Pedro Paramo
by Juan Rulfo
Juan Rulfo's Pedro Paramo was a profound influence on Márquez, and in Margaret Sayers' new translation his prose is limpid and magical
Pedro Paramo
Juan Rulfo
Serpent's Tail £6.99, pp122
'I came to Comala because I had been told that my father, a man named Pedro Paramo, lived there. It was my mother who told me. And I promised her that after she died I would go see him...' If these opening sentences sound eerily reminiscent of Gabriel García Márquez, that's not surprising: Márquez has cited this extraordinary short novel - a classic of Spanish literature - as the book that most profoundly influenced his early years. Mario Vargas Llosa and Carlos Fuentes also acknowledge their debt.

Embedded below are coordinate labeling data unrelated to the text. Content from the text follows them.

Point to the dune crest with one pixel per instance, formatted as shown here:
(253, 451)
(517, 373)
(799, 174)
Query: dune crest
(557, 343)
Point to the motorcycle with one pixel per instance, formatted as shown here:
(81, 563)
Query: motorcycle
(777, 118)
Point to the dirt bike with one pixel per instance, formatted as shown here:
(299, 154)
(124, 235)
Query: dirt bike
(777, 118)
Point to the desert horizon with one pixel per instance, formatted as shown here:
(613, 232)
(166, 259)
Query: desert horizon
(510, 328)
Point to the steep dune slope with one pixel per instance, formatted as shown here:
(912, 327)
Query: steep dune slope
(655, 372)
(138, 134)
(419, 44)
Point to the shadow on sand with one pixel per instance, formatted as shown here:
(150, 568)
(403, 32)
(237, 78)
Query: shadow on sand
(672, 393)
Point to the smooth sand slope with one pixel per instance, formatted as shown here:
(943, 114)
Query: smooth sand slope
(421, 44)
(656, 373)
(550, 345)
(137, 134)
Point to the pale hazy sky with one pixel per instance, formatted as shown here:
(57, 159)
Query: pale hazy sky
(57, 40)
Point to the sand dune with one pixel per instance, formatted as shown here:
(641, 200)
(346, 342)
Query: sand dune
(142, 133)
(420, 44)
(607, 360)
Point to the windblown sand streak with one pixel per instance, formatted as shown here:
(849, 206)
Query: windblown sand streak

As the narrator's dead mother sends her son out into the world on the quest for his father, the novel metamorphoses into an extraordinarily evocative and haunting journey through hell, the Comala of past and present and the place where Pedro Paramo - father, overlord, lover and murderer - once held sway. Rulfo's complex prose, scrupulously translated by Margaret Sayers Peden, is at once limpid and magical, dragging the reader on a strange and mesmerising journey through dreams and memories into a series of encounters with the ghosts of Comala.

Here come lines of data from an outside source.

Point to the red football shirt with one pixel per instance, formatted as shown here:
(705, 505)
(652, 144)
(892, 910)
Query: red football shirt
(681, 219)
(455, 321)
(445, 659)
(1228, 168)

This is a legendary novel by a master storyteller, and Rulfo, who is hardly known in Britain, is a legendary Mexican author whose quiet life of exemplary privacy was revered by fellow writers. He died in 1986. This new paperback edition is an important literary event.
Juan Rulfo
Juan Rulfo was born in Jalisco in Mexico in 1917 and died in 1986. He is the author of The Burning Plain, a collection of short stories and only one novel, Pedro Páramo. An anthropologist by profession, Rulfo is the great voice of the peasant condition.